With very little money or planning we jumped into the 4x4 and left Austin. 

They say wanderlust is genetic… growing up, whenever I went on a road trip with my parents, I dozed in the backseat half the time. This was different. This time I was driving, or wide eyed in the passenger seat, CD case and road atlas cracked open in my lap choosing the next album and route. We were devoted to taking only back roads and free camping. We slept with prairie dogs, hunted block ice, crashed parties, jumped in Lake Superior, visited Crazy Horse, Rushmore, City of Rocks, Old Faithful, fought altitude sickness, hiked in a blizzard in the Wind River Range guzzling trout-flavored water, caused a breakup in Jackson Hole, forded the narrows in Zion, camped with a herd of elk in Santa Fe, and lost my hat in a crack peering a hieroglyphs at Hueco Tanks. I was hooked! 

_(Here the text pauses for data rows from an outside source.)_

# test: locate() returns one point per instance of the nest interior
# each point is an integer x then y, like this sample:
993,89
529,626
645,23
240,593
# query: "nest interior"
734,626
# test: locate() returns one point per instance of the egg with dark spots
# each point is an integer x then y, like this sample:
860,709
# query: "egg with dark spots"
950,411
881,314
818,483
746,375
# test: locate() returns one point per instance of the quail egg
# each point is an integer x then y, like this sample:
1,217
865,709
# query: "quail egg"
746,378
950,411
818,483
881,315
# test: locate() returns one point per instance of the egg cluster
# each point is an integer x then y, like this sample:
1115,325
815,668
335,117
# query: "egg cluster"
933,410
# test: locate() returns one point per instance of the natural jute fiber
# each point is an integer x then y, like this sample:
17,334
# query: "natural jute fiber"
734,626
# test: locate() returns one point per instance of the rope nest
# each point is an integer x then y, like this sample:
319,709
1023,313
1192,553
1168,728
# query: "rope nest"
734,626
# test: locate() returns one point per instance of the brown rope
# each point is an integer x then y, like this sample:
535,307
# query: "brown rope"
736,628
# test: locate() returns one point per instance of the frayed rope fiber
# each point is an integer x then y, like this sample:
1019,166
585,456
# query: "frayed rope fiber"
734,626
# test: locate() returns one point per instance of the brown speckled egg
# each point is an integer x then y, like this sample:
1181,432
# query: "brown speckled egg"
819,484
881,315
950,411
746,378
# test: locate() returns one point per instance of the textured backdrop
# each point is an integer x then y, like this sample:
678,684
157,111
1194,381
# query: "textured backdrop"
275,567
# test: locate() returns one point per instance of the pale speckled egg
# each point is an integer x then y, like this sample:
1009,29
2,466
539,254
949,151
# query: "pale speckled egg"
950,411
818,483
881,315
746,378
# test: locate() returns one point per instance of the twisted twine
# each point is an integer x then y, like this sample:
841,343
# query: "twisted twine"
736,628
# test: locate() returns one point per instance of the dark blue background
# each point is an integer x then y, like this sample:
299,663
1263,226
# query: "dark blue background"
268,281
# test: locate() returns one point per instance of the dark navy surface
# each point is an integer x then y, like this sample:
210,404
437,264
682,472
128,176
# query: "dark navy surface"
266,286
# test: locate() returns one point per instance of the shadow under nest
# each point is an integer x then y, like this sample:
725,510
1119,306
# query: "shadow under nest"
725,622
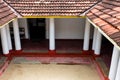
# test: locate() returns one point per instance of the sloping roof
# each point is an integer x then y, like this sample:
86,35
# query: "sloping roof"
6,14
106,15
51,7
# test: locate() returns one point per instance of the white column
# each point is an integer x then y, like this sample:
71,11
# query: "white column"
16,35
98,43
114,63
26,29
86,36
94,38
4,41
51,34
118,69
8,37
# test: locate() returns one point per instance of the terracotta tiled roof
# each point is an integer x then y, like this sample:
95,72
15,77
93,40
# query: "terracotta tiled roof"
106,15
6,14
51,7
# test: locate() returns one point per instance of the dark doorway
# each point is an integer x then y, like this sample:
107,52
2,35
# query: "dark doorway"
36,28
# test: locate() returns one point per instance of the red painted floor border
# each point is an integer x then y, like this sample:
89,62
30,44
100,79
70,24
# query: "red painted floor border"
53,54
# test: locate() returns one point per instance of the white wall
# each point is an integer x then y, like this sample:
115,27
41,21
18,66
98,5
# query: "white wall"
65,28
69,28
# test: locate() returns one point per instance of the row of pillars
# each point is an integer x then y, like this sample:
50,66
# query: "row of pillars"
6,38
114,71
97,38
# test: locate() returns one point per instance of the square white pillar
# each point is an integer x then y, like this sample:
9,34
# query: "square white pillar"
86,36
94,38
16,35
4,41
98,43
118,70
51,34
8,37
114,63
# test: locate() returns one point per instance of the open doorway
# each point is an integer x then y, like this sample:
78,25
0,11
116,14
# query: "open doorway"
37,28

When we finally drove back into Austin two months later I had just enough money left for my car payment. The timing was perfect. I found a cheap room to rent, a variety of low-commitment jobs, and dedicated myself to earning enough money to go on my next adventure. 

The next time I felt the overwhelming urge for a big adventure was 2009. Into my life of work and travel delightfully had come a husband and a daughter. And work became more worky… and that rising tide came again, with a push to go north and a pull from the west. Again I packed up all my stuff and called my family and gave a loose idea of what I was planning… “A road trip to Alaska, visit friends along the way, just a few months, then I’ll come back and do what I’m supposed to do.” This time we were a family of 3 with a teardrop trailer on what would be a 3-month road trip to the last frontier. 

We’ve been in Alaska ever since, where every day can be an adventure. But I’m planning my next big trip, too.